Lucks Die Welt’e verdiği demeçte hükümetin Türkiye’ye savunma teçhizatı teslimatını derhal durdurması gerektiğini söyledi.

AB’nin Türkiye’ye bağımlı olduğu yönündeki değerlendirmelere katılmayan Lucks, Erdoğan hükümetinin bu ‘anlatıyı’ başarılı bir şekilde yaydığını öne sürdü ve “Oysa durum tam tersi: Cumhurbaşkanı Erdoğan’ın ülkeyi sürüklediği ağır iktisadi kriz göz önüne alındığında, Türkiye bize bağımlı. Kremlin’in muhalefete yönelik vicdansız eylemleri övmesi de endişe verici olmalıdır. Mümkün olan her yerde, güvenlik politikası açısından kendimizi mevcut Türk hükümetinden bağımsız hale getirmeliyiz,” dedi.

Lucks ayrıca, “Türkiye’nin Cumhurbaşkanı Erdoğan’dan çok daha fazlası” olduğunu ve ülkenin aynı zamanda bugünlerde sokaklara dökülen ve “kendilerinin desteğine güvenen insanlardan oluştuğunu” ileri sürdü.

AfD parlamento grubu başkan yardımcısı ve Dış İlişkiler Komisyonu sözcüsü Stefan Keuter ise prensip olarak başka devletlerin iç işlerine karışmadıklarını, bununla birlikte, İmamoğlu’nun gözaltına alınmasını “endişeyle karşıladığını” söyledi.

“Türk hükümetinin bu eylemi, Türkiye’de hukukun üstünlüğü ve siyasi kültür hakkında bir kez daha soru işaretleri yaratmaktadır,” diyen Keuter, Mayıs 2023’te AGİT için uluslararası seçim gözlemcisi olarak Türkiye’de bulunmuştu.

Keuter ayrıca, “Erdoğan’ın uluslararası alanda göründüğü kadar güvende olmadığına” işaret etti.

AfD’li siyasetçi, “Türkiye’de devam eden iç siyasi gerilimler, ülkenin ne siyasi ne de kültürel olarak Avrupa Birliği ile uyumlu olmadığını açıkça ortaya koyuyor. Bu nedenle bir kez daha Türkiye ile AB üyelik müzakerelerinin kesin olarak sonlandırılması ve tüm üyelik perspektiflerinin iptal edilmesi çağrısında bulunuyoruz. Aynı zamanda Alman hükümeti, siyasi zulmün demokratik bir tartışma aracı olmaması gerektiğini açıkça ortaya koymalıdır,” dedi.
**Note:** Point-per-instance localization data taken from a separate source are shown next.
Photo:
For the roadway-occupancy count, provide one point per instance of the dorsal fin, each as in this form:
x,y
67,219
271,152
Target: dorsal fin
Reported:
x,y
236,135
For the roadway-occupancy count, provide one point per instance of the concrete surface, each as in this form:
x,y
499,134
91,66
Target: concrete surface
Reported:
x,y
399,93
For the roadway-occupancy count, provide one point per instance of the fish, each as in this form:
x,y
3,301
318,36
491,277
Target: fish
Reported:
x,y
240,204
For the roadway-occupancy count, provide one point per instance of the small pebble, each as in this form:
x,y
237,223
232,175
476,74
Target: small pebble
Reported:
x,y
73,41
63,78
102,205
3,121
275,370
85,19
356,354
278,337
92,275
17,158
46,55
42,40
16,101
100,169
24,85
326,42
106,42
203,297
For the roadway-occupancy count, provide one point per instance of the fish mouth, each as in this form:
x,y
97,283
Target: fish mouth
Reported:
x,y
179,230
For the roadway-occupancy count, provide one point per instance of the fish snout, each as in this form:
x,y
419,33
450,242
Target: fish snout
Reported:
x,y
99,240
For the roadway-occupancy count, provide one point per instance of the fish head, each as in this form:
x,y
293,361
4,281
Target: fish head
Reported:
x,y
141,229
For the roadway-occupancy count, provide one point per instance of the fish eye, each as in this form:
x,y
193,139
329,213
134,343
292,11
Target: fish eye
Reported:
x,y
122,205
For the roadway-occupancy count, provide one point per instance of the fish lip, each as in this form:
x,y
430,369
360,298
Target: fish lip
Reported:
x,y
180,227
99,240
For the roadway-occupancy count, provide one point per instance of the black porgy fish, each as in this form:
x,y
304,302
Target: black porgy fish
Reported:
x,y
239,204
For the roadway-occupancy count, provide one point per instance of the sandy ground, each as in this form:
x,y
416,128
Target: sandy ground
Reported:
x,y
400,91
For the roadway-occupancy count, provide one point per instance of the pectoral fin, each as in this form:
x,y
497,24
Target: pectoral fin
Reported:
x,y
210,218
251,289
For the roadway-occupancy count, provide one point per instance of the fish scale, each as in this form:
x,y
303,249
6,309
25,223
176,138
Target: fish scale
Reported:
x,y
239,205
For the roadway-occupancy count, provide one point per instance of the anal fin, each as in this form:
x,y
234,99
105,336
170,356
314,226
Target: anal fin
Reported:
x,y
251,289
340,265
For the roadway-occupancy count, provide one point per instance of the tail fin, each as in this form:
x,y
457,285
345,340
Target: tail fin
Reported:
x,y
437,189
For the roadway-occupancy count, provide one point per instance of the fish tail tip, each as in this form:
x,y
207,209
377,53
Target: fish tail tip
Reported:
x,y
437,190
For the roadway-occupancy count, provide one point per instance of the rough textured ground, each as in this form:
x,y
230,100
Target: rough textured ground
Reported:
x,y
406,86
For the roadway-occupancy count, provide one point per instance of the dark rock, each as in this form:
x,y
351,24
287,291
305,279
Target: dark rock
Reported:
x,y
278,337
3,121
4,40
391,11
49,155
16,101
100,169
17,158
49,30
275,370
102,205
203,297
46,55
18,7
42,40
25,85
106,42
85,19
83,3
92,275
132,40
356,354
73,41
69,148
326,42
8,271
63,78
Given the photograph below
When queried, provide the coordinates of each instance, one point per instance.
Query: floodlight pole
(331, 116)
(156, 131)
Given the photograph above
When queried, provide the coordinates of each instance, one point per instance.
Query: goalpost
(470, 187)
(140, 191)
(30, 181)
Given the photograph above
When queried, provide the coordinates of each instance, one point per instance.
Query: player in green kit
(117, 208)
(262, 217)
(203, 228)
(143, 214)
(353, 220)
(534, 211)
Keuter, Alman hükümetinin “geçmişte olduğu gibi Erdoğan tarafından şantaja maruz kalmasına izin vermemesini ve bunun yerine tutarlı bir duruş sergilemesini” bekliyor.

Partisi, Almanya ile Türkiye arasındaki ilişkilerin özellikle göç, güvenlik işbirliği ve iktisadi işbirliği alanlarında yeniden değerlendirilmesi çağrısında bulunurken, Keuter, “Son olaylar, Almanya’nın Türkiye’ye olan bağımlılığının –gerek iktisadi, gerekse göç konularında– büyük ölçüde azaltılması gerektiğini vurguluyor,” dedi.

Yakında yeni Federal Meclis’e girecek olan Sol Parti (Die Linke) Federal Başkanı Jan van Aken ise, “Alman hükümeti artık şantaja maruz kalmayı bırakmalı ve Türkiye’nin diktatörlüğe doğru ilerlemeye devam etmesi halinde bunun çok ciddi sonuçları olacağını Ankara’ya açıkça ifade etmelidir. Erdoğan gibi bir otokrat güvenilir bir müzakere ortağı değildir çünkü işine geldiğinde her türlü anlaşmayı iptal eder,” dedi.

Van Aken, Türkiye’ye silah sevkiyatının durdurulmasını ve Almanya ve Avrupa’da PKK’ye uygulanan yasağın kaldırılmasını talep etti.